Make sure you take refresher training from seniors to face no hassles with your SQL database’s performance and speed. Get professionals on board to help you manage the process efficiently.
Get the best management solutions for the SQL database server
The following are some solutions for effective SQL server management. Some of them are quite easy and simple for you to remember. Others are a little on the complicated site; however, with some time and effort, you can master them too. Let us take a look at them now-
Backups are essential for every SQL server. Keep a solid backup plan. The biggest mistake you can do is to have no backup plan in place. To begin, there are some fundamental questions you must ask yourself-
- What do you want to recover in the event of a system failure?
- Keep a note of how much data you can lose if the database fails. For instance, data for one day, one hour, one week, or even none.
- What is the kind of processing taking place? Is it based on transactions, batch loading, or is it a combination of the two?
- Is this the only source of the data, or can you recreate it in the event of a failure?
These are just some of the questions that you should determine. Based on their answers, you need to determine the processing for backups and the recovery model for you to choose for the SQL database.
Once you have determined what your ideal backup plan should be, the next step is to decide whether you should opt for-
- Full backups only daily
- Full backups daily and backup of the transaction logs for every hour
- Full backups daily with backups for the transaction logs per hour, along with differential backups after every 4 hours.

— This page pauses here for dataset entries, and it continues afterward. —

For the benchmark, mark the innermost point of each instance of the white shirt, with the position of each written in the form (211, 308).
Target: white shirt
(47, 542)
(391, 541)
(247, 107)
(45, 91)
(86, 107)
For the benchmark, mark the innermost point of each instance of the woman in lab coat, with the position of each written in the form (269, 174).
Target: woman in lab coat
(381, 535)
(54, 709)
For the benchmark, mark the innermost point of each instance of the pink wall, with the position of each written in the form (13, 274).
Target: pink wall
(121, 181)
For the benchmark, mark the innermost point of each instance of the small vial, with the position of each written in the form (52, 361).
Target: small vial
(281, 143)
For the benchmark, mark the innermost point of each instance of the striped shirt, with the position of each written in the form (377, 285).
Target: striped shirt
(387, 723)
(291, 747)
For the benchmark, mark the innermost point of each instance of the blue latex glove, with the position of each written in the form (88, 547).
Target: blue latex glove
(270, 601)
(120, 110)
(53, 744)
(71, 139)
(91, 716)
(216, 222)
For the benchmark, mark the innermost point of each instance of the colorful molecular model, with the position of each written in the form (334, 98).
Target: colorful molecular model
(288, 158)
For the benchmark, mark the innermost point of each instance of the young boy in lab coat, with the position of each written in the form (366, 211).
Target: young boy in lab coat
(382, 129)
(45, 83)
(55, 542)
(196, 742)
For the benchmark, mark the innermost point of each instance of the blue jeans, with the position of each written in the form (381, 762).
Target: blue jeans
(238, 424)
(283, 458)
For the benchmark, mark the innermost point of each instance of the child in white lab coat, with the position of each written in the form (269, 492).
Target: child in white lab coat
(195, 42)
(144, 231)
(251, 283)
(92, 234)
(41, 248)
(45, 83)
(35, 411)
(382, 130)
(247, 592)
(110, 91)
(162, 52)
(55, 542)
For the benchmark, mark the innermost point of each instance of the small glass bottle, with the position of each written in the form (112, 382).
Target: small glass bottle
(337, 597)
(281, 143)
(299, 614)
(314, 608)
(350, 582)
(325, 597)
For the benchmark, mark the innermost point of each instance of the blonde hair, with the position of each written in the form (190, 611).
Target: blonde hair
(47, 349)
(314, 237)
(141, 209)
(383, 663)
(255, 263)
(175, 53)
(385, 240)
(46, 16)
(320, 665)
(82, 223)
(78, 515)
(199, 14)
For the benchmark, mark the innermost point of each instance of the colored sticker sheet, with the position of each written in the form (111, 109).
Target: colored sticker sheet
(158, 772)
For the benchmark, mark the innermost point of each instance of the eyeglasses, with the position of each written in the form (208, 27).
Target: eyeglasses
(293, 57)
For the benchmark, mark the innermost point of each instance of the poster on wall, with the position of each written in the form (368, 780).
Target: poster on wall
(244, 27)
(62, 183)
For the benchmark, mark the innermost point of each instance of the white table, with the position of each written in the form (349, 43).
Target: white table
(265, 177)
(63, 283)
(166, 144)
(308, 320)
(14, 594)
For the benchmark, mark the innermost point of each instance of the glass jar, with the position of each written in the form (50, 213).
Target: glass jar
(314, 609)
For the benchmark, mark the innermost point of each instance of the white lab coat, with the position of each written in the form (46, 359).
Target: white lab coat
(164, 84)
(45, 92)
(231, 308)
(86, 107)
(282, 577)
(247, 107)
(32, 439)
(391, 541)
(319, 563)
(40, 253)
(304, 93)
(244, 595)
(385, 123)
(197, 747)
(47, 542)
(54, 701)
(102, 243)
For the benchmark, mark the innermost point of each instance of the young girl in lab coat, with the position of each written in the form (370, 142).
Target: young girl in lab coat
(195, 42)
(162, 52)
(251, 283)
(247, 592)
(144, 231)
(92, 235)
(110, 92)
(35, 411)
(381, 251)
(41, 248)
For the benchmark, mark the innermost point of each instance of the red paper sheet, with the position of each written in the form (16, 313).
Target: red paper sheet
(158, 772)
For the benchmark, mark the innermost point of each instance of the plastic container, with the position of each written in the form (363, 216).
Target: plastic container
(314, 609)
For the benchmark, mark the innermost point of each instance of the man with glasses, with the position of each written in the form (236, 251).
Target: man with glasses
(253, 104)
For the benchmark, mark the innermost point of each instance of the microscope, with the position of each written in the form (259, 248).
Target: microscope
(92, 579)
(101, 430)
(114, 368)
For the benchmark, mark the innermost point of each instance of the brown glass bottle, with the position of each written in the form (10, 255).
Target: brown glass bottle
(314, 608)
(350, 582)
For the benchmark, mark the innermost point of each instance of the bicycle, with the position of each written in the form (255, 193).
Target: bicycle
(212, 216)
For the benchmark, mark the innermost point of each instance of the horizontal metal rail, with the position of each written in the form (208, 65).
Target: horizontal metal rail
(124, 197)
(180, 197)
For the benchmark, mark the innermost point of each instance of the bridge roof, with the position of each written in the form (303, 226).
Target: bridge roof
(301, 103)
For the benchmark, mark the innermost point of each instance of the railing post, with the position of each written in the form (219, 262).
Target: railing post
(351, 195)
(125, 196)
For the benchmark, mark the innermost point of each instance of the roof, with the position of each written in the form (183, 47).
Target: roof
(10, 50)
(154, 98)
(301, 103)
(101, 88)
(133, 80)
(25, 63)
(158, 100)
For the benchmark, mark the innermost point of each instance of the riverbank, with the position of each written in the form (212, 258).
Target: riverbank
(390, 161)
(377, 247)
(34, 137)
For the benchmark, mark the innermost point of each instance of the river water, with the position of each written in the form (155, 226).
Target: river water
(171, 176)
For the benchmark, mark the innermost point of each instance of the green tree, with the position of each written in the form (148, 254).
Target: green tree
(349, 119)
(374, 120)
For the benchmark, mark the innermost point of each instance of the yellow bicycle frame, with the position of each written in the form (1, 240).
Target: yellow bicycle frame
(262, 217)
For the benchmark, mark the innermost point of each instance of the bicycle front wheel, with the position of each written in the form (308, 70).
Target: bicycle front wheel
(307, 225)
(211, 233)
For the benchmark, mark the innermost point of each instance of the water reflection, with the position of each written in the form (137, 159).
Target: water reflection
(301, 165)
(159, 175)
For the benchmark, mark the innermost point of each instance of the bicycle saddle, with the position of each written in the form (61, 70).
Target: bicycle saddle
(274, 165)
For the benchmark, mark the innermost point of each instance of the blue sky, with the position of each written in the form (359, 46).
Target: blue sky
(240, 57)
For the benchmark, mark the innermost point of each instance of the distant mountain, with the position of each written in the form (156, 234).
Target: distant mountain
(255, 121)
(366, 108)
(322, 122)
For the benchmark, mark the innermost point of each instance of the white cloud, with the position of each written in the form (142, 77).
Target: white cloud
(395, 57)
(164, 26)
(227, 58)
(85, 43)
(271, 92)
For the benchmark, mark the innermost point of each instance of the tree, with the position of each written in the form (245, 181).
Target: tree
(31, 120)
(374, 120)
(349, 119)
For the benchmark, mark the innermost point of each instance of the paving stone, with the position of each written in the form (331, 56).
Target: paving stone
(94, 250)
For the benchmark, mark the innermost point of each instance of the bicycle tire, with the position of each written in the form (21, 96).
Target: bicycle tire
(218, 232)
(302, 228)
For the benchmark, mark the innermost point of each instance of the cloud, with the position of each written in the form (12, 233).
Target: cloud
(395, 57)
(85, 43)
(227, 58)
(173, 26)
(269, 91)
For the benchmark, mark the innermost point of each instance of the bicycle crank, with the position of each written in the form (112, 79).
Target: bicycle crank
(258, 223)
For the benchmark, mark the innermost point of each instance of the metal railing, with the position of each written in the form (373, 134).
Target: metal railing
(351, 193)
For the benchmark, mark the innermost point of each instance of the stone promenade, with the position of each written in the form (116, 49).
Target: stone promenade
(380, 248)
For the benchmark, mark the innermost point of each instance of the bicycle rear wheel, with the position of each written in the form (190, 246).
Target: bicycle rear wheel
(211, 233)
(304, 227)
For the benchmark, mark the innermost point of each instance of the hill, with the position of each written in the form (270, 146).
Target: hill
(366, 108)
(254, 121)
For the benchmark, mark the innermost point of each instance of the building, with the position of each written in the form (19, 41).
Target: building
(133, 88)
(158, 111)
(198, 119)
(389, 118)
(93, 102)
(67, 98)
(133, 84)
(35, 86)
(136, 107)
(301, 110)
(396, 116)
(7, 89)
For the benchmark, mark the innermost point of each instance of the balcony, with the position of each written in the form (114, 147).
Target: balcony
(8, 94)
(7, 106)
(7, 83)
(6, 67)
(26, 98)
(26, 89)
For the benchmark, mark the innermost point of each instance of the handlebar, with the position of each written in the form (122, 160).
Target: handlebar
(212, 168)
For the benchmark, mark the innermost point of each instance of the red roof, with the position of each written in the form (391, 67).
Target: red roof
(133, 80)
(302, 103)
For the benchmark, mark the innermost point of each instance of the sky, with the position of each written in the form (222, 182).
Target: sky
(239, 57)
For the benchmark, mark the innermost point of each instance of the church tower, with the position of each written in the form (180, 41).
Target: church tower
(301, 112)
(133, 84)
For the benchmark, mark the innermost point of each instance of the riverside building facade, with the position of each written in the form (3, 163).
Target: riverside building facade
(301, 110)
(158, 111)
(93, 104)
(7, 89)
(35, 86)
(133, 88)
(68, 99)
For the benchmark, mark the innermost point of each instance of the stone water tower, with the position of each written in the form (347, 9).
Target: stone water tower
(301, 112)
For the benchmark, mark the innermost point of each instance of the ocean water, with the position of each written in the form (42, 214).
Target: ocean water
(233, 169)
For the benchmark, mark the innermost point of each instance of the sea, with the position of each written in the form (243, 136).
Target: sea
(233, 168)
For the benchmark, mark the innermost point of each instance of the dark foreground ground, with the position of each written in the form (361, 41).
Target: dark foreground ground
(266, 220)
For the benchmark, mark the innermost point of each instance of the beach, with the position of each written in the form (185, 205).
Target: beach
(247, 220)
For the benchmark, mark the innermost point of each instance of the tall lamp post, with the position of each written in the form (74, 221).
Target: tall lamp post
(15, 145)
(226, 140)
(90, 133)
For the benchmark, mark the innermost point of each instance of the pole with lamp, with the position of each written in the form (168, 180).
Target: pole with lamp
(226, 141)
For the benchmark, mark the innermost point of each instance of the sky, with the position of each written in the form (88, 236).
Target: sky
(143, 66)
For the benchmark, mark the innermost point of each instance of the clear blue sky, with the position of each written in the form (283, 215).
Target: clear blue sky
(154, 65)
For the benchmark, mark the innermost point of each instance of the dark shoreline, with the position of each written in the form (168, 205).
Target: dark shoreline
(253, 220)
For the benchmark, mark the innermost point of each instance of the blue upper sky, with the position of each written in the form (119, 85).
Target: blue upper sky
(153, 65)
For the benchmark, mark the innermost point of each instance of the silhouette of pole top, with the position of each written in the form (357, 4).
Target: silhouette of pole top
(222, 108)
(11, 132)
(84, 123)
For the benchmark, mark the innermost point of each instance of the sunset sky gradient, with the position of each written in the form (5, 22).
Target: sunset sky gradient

If you are still unsure what to decide, you can always start with full backups daily. If the data is susceptible and vital and cannot be recreated easily, you should change your SQL database model. You should set it to FULL so that backups of the full SQL database and transaction logs are taken daily. For practical fine-tuning database management solutions, get in touch with experienced professionals fromRemoteDBA.
Running Data Integrity Checks
Another area you should check is the integrity of the SQL database. There are some options for you to address this like DBCC CHECKALLOC, DBCC CHECKTABLE, etc. They are commands that check the structure, allocation, and the logical integrity of all the objects in the database. After you have run these commands, you need to do data analysis to detect any issue that needs to be addressed. This can be done with maintenance jobs, query window, or maintenance plans.
This is an area where maintenance jobs generally run the commands; however, there is no one for reviewing the report to identify any problem that needs to be solved. Most of the time, issues with integrity occur less than in the past with the previous versions of SQL servers; however, this is an area that should be an integral part of the DBA procedure.
Maintain the SQL Indexes
SQL indexes are very helpful when it comes to getting quick access to the system’s data pages. When they have been created newly, the data structure is clean and nice. This ensures that everything is in order. You can view the data with the index. There is no need for you to scan the whole table.
With time, these indexes that helped you, in the beginning, tend to become fragmented. They start to occupy extra space, and it becomes tough for you to access the data pages. This is because they are not as great or efficient as they were when you first created them. It is here that the DBA needs to take up index maintenance. This is a critical process that you should never ignore if you want a good performing SQL database.
In the SQL Server 2000, you need to run all the index rebuilds across boards for all of the tables when you use maintenance plans. This will include the general approach to accomplish everything or, in some cases, nothing at all. In the case of the SQL Server 2005, you could run the index rebuilds, and index defrags. You have the option to choose tables you must manage. This might not be the ideal process for you to maintain indexes; however, it is better than doing absolutely nothing.
Keeping in mind the above and to take a step ahead, you should manage the index maintenance table by index or table. Some indexes will become fragmented, and others may not have any issues. This generally relies on how they were made in the first place and how you have applied the information or data to its index or table. When you do the across board management for indexes keeping the above in mind, you generally waste a lot of time resolving an issue that may not exist for some tables. It is ideal for you to deploy tools present in the SQL server to detect where the core problems exist. In this way, you can take all the appropriate steps you need to resolve the issue in indexes and tables, saving time. You do not have to focus on an individual table or index after this.
Therefore, if you are a new DBA taking care of the SQL database, ensure you keep the above in mind during maintenance to get the expected functionality, speed, and performance.